Personal information
- Full name: William Edgar Scott
- Date of birth: 19 February 1890
- Place of birth: Bairnsdale, Victoria
- Date of death: 17 March 1968 (aged 78)
- Place of death: St Kilda, Victoria
- Height: 188 cm (6 ft 2 in)
- Weight: 89 kg (196 lb)

Playing career^{1}
- Years: Club / Games (Goals)
- 1912: Fitzroy / 3 (1)
- 1915: Essendon / 4 (0)
- Total:  / 7 (1)
- ^{1} Playing statistics correct to the end of 1915.

= Bill Scott (footballer, born 1890) =

Australian rules footballer

William Edgar Scott (19 February 1890 – 17 March 1968) was an Australian rules footballer who played with Fitzroy and Essendon in the Victorian Football League (VFL).

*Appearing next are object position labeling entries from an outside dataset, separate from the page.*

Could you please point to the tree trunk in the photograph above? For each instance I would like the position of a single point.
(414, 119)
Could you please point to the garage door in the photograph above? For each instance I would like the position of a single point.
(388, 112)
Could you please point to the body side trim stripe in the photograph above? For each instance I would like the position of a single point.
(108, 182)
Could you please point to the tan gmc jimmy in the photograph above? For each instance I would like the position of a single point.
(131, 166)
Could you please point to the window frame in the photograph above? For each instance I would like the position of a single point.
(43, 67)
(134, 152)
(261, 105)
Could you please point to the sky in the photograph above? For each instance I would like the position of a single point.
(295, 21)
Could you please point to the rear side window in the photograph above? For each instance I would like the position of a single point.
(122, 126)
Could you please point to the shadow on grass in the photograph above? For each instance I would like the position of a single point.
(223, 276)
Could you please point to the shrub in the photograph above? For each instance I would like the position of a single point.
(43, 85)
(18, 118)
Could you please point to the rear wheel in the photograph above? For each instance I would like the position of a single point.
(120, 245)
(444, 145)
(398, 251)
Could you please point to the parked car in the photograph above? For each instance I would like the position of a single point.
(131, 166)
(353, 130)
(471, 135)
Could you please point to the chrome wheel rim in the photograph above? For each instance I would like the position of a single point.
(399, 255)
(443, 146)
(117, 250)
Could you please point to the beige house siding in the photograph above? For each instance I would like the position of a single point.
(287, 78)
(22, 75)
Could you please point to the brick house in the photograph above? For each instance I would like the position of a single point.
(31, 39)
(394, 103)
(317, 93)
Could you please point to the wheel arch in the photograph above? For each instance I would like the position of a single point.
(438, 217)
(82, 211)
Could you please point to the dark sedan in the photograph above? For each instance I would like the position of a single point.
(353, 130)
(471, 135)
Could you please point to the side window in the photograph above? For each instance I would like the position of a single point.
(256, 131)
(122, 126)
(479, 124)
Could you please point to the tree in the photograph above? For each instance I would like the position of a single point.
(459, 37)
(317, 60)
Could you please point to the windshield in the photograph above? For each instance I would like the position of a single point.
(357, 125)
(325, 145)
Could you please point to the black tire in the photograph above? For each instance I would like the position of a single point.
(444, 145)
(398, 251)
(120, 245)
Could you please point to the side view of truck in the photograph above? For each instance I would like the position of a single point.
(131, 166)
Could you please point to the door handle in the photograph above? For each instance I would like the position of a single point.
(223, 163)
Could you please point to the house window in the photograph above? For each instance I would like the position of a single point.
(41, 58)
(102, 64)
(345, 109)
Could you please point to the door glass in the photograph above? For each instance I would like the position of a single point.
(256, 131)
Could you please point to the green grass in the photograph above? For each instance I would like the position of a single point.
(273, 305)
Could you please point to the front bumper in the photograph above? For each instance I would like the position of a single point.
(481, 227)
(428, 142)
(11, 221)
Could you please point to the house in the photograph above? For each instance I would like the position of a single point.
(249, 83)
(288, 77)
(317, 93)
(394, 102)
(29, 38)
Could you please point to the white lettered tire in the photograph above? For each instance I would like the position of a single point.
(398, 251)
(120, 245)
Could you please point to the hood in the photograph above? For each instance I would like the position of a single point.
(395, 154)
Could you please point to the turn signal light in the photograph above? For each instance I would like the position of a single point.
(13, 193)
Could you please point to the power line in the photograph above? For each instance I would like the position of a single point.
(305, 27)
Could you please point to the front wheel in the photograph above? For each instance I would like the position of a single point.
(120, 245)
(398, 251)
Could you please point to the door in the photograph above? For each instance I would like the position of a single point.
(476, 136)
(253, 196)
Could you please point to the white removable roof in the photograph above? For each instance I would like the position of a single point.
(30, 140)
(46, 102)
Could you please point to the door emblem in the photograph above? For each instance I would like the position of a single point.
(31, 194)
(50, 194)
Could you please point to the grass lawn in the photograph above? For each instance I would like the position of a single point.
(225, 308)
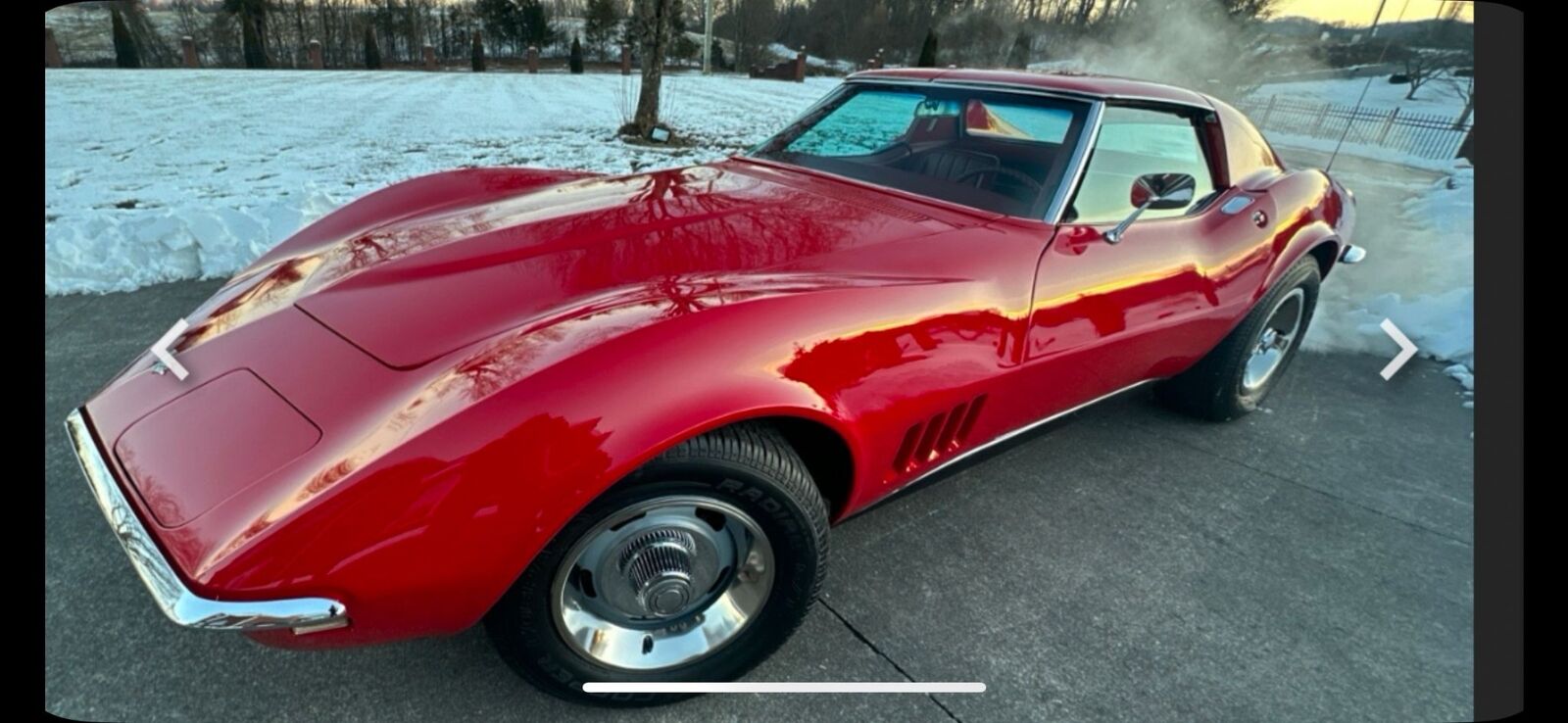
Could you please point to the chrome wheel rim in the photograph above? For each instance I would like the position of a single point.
(1274, 342)
(663, 582)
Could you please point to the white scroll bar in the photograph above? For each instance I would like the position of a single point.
(784, 687)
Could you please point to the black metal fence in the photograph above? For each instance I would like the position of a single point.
(1415, 133)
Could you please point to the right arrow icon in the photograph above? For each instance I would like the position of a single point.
(1405, 350)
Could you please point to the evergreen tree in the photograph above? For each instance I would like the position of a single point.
(576, 62)
(537, 28)
(125, 54)
(927, 51)
(372, 49)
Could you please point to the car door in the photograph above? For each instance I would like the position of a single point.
(1109, 315)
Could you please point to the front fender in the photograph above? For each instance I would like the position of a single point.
(1316, 239)
(510, 441)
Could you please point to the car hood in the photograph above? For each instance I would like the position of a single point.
(423, 284)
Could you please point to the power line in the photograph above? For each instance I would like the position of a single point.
(1350, 121)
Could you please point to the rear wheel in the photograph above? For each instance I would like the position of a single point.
(1235, 377)
(695, 568)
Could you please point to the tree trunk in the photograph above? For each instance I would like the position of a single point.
(656, 41)
(253, 38)
(1470, 107)
(125, 54)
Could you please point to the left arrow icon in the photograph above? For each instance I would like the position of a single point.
(161, 350)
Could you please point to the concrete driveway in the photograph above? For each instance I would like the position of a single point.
(1125, 563)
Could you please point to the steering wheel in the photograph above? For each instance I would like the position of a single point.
(1010, 172)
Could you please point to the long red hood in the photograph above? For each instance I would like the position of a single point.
(428, 273)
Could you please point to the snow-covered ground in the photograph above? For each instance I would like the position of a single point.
(172, 174)
(784, 52)
(1419, 231)
(1437, 98)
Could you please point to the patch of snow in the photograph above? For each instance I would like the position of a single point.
(156, 176)
(1419, 271)
(1437, 98)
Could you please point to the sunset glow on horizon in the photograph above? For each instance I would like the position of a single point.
(1361, 12)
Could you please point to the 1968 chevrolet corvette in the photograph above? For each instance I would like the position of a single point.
(613, 416)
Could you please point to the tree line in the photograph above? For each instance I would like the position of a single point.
(276, 31)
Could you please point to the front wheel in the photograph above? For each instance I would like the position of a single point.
(1235, 377)
(694, 569)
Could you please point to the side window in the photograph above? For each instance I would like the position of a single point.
(1136, 141)
(866, 122)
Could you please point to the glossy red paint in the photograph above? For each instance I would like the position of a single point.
(472, 357)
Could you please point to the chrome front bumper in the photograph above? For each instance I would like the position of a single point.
(176, 601)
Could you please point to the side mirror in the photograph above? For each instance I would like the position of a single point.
(1159, 192)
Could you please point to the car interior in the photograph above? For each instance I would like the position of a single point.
(958, 149)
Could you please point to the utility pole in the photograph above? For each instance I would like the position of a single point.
(1376, 18)
(708, 36)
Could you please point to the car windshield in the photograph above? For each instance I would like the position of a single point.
(1003, 153)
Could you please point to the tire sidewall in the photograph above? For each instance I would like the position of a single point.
(524, 629)
(1303, 274)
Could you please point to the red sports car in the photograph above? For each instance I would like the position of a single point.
(613, 416)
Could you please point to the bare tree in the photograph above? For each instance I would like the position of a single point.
(651, 27)
(1463, 85)
(1423, 67)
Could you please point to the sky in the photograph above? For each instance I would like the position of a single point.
(1361, 12)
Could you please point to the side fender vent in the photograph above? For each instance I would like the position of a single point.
(938, 436)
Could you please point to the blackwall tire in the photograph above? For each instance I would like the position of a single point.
(1235, 378)
(642, 565)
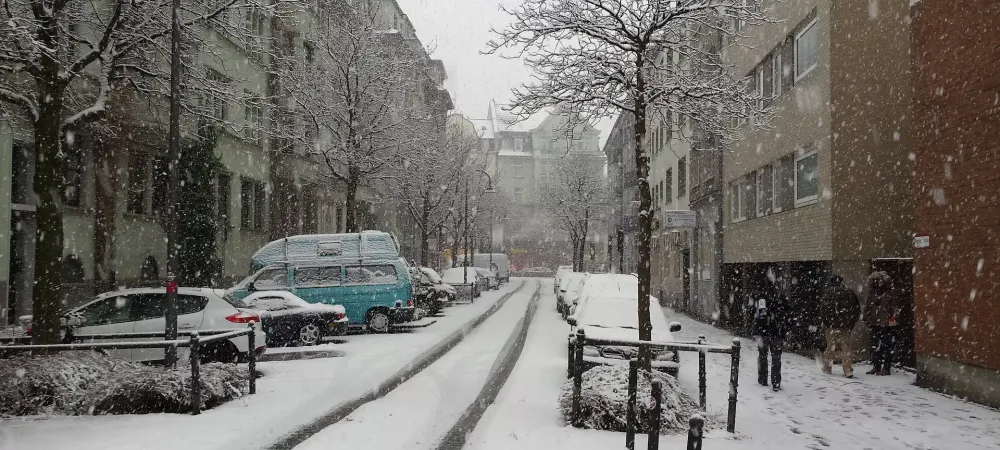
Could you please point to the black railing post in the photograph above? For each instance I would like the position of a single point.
(695, 429)
(734, 382)
(195, 346)
(571, 350)
(701, 373)
(633, 386)
(654, 415)
(581, 338)
(252, 357)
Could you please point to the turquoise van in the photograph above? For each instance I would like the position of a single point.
(376, 292)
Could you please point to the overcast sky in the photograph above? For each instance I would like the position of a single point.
(457, 30)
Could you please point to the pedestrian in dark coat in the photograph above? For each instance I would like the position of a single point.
(839, 311)
(770, 324)
(881, 315)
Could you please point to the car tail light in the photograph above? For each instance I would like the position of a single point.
(243, 317)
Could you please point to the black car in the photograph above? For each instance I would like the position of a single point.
(289, 320)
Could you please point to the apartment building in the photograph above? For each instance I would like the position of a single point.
(623, 186)
(825, 189)
(955, 197)
(527, 152)
(113, 214)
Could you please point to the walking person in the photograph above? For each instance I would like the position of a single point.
(881, 316)
(839, 311)
(769, 324)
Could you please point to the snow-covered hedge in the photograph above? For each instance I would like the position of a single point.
(604, 401)
(76, 383)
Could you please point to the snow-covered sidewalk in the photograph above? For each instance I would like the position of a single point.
(290, 394)
(813, 411)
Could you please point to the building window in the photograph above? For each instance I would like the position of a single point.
(776, 75)
(214, 101)
(681, 177)
(765, 191)
(668, 185)
(254, 112)
(806, 177)
(73, 187)
(222, 205)
(806, 50)
(252, 198)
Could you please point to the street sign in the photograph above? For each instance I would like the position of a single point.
(680, 219)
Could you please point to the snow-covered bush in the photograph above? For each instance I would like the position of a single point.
(78, 383)
(604, 401)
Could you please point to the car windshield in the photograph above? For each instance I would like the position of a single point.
(430, 199)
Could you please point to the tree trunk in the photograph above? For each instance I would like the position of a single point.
(644, 218)
(49, 235)
(351, 203)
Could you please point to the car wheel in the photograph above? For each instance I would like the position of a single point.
(310, 334)
(378, 321)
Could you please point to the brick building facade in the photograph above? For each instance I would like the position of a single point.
(956, 87)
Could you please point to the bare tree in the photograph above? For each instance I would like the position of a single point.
(601, 58)
(428, 187)
(354, 101)
(572, 198)
(62, 63)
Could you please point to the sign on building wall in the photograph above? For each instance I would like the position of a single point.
(680, 219)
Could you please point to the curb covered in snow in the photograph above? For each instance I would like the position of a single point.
(499, 373)
(420, 363)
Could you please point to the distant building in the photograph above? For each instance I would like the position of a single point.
(956, 197)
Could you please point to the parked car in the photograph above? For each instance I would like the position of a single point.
(609, 311)
(464, 279)
(560, 272)
(569, 291)
(430, 293)
(288, 319)
(375, 292)
(144, 311)
(490, 279)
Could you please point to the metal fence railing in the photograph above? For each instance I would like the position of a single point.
(196, 341)
(578, 362)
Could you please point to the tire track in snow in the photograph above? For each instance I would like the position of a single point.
(499, 373)
(421, 362)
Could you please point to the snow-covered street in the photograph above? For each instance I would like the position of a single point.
(814, 410)
(290, 394)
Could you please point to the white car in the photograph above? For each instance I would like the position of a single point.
(610, 311)
(143, 310)
(464, 279)
(560, 272)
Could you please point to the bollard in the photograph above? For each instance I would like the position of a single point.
(701, 373)
(569, 357)
(734, 382)
(633, 386)
(252, 357)
(578, 378)
(195, 345)
(654, 415)
(696, 428)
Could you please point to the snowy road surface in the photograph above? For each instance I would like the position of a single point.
(814, 411)
(418, 413)
(290, 394)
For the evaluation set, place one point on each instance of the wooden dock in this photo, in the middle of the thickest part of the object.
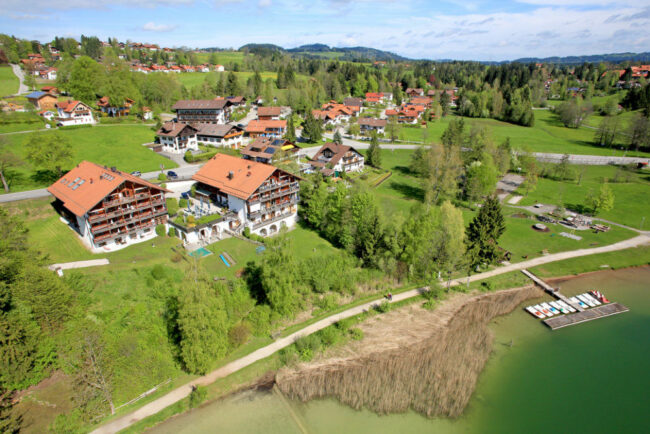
(602, 311)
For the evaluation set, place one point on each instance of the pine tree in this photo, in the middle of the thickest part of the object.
(374, 153)
(483, 234)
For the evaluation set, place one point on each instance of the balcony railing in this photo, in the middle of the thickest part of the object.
(273, 219)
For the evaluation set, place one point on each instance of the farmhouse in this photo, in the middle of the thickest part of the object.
(269, 113)
(215, 111)
(42, 100)
(108, 208)
(73, 113)
(334, 159)
(370, 124)
(115, 111)
(266, 150)
(258, 196)
(178, 137)
(257, 128)
(227, 136)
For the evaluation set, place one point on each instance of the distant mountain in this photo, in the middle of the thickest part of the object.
(325, 51)
(596, 58)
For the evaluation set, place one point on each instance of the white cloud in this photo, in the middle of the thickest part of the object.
(153, 27)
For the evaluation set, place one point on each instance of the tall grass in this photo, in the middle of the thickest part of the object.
(435, 376)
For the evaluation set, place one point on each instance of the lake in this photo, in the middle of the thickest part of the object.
(591, 377)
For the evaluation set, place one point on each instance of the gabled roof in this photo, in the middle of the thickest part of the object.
(257, 126)
(216, 130)
(269, 111)
(173, 129)
(246, 177)
(337, 149)
(87, 184)
(37, 95)
(209, 104)
(69, 105)
(371, 122)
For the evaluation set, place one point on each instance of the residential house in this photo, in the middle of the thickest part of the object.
(369, 124)
(73, 113)
(266, 149)
(414, 92)
(354, 102)
(114, 111)
(109, 209)
(226, 135)
(47, 114)
(178, 137)
(236, 101)
(52, 90)
(147, 113)
(215, 111)
(47, 73)
(258, 196)
(269, 113)
(257, 128)
(334, 159)
(42, 100)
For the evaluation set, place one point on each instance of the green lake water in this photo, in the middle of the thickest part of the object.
(593, 377)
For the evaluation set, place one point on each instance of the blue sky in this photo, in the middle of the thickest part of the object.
(472, 29)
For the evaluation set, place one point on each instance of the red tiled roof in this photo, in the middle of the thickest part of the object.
(98, 182)
(246, 177)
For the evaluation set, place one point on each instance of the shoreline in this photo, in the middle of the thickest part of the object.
(267, 381)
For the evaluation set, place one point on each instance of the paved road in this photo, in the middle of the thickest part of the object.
(21, 77)
(183, 391)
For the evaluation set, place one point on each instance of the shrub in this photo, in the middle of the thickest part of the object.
(198, 395)
(356, 334)
(160, 230)
(239, 334)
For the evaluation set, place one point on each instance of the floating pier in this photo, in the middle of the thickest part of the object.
(582, 314)
(602, 311)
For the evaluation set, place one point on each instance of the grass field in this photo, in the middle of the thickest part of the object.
(548, 135)
(223, 57)
(630, 198)
(119, 146)
(8, 81)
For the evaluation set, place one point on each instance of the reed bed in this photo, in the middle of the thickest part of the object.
(428, 361)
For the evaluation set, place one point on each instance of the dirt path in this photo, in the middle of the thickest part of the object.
(183, 391)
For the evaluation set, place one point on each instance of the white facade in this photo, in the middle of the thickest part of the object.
(176, 146)
(235, 142)
(81, 115)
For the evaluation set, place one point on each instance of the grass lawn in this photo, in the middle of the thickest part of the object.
(8, 81)
(399, 192)
(623, 258)
(630, 198)
(223, 57)
(119, 146)
(521, 240)
(548, 135)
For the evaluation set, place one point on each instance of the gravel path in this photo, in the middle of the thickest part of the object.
(183, 391)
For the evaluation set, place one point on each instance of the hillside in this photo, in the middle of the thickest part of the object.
(325, 51)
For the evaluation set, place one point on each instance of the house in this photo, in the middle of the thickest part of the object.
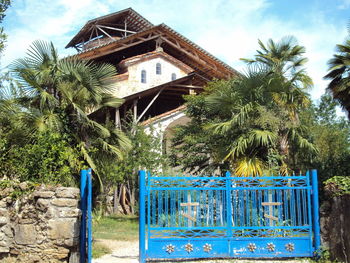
(156, 66)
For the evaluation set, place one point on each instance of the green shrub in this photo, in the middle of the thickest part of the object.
(48, 159)
(338, 185)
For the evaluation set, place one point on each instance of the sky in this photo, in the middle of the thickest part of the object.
(228, 29)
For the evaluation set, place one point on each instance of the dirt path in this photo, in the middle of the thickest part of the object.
(123, 252)
(127, 252)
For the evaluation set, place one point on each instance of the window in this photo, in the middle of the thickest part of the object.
(158, 69)
(143, 76)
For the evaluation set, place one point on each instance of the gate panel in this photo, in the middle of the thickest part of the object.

Scott, described as "a tramway employee who hails from Bairnsdale" "with some reputation as a follower", played three games for Fitzroy in the middle of the 1912 season.

Scott subsequently transferred to Fitzroy Juniors where he played for the 1913 season . In 1914 he tried out with St Kilda but in June 1914 he transferred from St Kilda to Williamstown in the Victorian Football Association.

In 1915 Scott re-appeared in VFL ranks with Essendon, this time making four appearances.